CPU: Intel Core i5-4460 3.2GHz Quad-Core Processor ($179.99 @ Newegg)
Motherboard: ASRock H97 PRO4 ATX LGA1150 Motherboard ($88.98 @ SuperBiiz)
Memory: G.Skill Ripjaws Series 8GB (2 x 4GB) DDR3-1600 Memory ($72.00 @ Newegg)
Storage: Seagate Barracuda 1TB 3.5" 7200RPM Internal Hard Drive ($53.99 @ Amazon)
Video Card: MSI Radeon R9 280
Case: Corsair SPEC-02 ATX Mid Tower Case ($59.99 @ Amazon)
Power Supply: EVGA 600B 600W 80+ Bronze Certified ATX Power Supply ($49.99 @ NCIX US)
Optical Drive: Asus DRW-24F1ST DVD/CD Writer ($14.99 @ Newegg)

So I only play fortnite, and standard fps settings are at 60. My 1900 600 monitor refreshes at 60 also. I never drop below 60 fps, so I think I can handle it fine.

1. Is increasing the fps to 120 pointless since my monitor won't show it?

2. Many pros turn off shadows, anti asailing, vsync, textures etc to improve their fps. Is this pointless for me, since again the monitor is refreshing at 60? I turned down many settings trying to see if there is a difference, the game doesn't look as great anymore

3. Does it take a toll on any hardware if I run at 120fps opposed to 60, or should you also run on highest possible

Thank you for any input


Jun 25, 2016
1. Anytihng above 60fps won't be depicted on a 60Hz screen. You even may notice tearing. Cap your fps to 60.
2. They do so to improve their fps. Since you can reach 60fps, you should maximize your experience with the max settings that your system can handle. btw V-sync is used to cap fps to 60, so they disable it to get more fps, usually in monitors with higher refresh rates.
3. What do you mean run 120fps? It won't harm your hardware to fully exploit it to get max performance, but why do it?


Jul 25, 2017
If your monitor is has an refresh rate of 60Hz then going past 60 fps is a "waste"
I myself have an 60Hz panel and can not feel any difference if I have an fps of 80-90 or 160 - 200++

Only thing to look out for is the 1% low`s that can drop into the 20 - 30 fps if your computer struggle to maintain the constant +60 fps.

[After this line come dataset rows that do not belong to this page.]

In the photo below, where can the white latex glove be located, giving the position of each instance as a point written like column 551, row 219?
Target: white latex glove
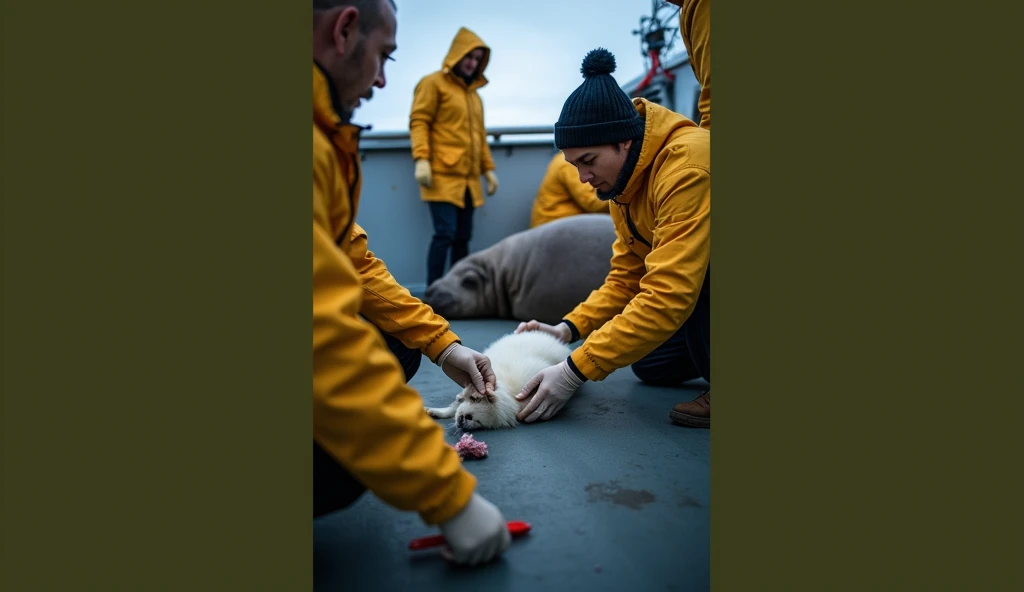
column 423, row 172
column 466, row 367
column 554, row 386
column 560, row 331
column 477, row 534
column 492, row 182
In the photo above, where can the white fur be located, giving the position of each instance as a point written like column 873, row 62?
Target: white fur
column 515, row 358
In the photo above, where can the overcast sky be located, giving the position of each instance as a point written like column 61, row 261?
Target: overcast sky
column 537, row 47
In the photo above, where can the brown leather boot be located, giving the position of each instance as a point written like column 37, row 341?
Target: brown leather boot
column 695, row 413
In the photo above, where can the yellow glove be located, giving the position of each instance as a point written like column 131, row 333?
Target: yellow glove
column 423, row 172
column 492, row 182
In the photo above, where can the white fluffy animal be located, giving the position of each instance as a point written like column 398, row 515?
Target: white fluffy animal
column 515, row 358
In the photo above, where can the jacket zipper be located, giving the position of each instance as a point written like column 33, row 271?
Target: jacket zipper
column 633, row 227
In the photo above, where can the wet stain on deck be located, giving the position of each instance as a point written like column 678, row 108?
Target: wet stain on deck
column 612, row 492
column 684, row 501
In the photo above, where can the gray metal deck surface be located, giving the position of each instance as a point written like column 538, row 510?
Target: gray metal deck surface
column 616, row 495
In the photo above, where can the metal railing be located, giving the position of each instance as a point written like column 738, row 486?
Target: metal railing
column 399, row 139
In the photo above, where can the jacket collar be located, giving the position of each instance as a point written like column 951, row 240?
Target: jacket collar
column 345, row 136
column 659, row 124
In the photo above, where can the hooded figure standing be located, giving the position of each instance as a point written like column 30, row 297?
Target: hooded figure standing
column 450, row 146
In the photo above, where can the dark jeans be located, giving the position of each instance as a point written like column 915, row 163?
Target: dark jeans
column 335, row 488
column 453, row 229
column 687, row 353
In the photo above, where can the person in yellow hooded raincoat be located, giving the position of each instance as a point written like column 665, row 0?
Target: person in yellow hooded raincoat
column 653, row 310
column 694, row 27
column 562, row 194
column 370, row 428
column 450, row 148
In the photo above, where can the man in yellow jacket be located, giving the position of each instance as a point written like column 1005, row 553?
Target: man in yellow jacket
column 370, row 428
column 653, row 310
column 562, row 194
column 694, row 27
column 450, row 148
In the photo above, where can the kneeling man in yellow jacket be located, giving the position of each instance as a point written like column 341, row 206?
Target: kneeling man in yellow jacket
column 370, row 428
column 653, row 310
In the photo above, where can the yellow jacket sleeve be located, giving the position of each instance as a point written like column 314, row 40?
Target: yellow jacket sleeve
column 486, row 161
column 694, row 28
column 390, row 306
column 364, row 414
column 668, row 292
column 620, row 287
column 422, row 117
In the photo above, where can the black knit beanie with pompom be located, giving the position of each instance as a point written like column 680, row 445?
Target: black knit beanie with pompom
column 598, row 112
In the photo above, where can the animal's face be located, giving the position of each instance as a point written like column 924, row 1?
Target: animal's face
column 461, row 293
column 475, row 411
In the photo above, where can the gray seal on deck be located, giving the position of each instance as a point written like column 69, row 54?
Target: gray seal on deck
column 538, row 273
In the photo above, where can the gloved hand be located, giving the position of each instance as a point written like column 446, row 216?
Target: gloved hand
column 554, row 386
column 560, row 331
column 477, row 534
column 466, row 367
column 423, row 172
column 492, row 182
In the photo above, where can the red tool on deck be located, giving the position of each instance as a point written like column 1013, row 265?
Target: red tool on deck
column 516, row 529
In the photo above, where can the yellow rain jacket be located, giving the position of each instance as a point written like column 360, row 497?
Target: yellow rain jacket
column 390, row 306
column 662, row 248
column 446, row 127
column 562, row 194
column 364, row 414
column 694, row 26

Another reason to turn of the "eye candy" is to NOT try and get the low fps dips that can happen if alot is happening on the screen. And that is ofc at the point where you want it the least to happen. Like in a heavy fire fight.

That did answer point 1 and 2.

point 3: No it does not take a toll on your hardware. Dont worry.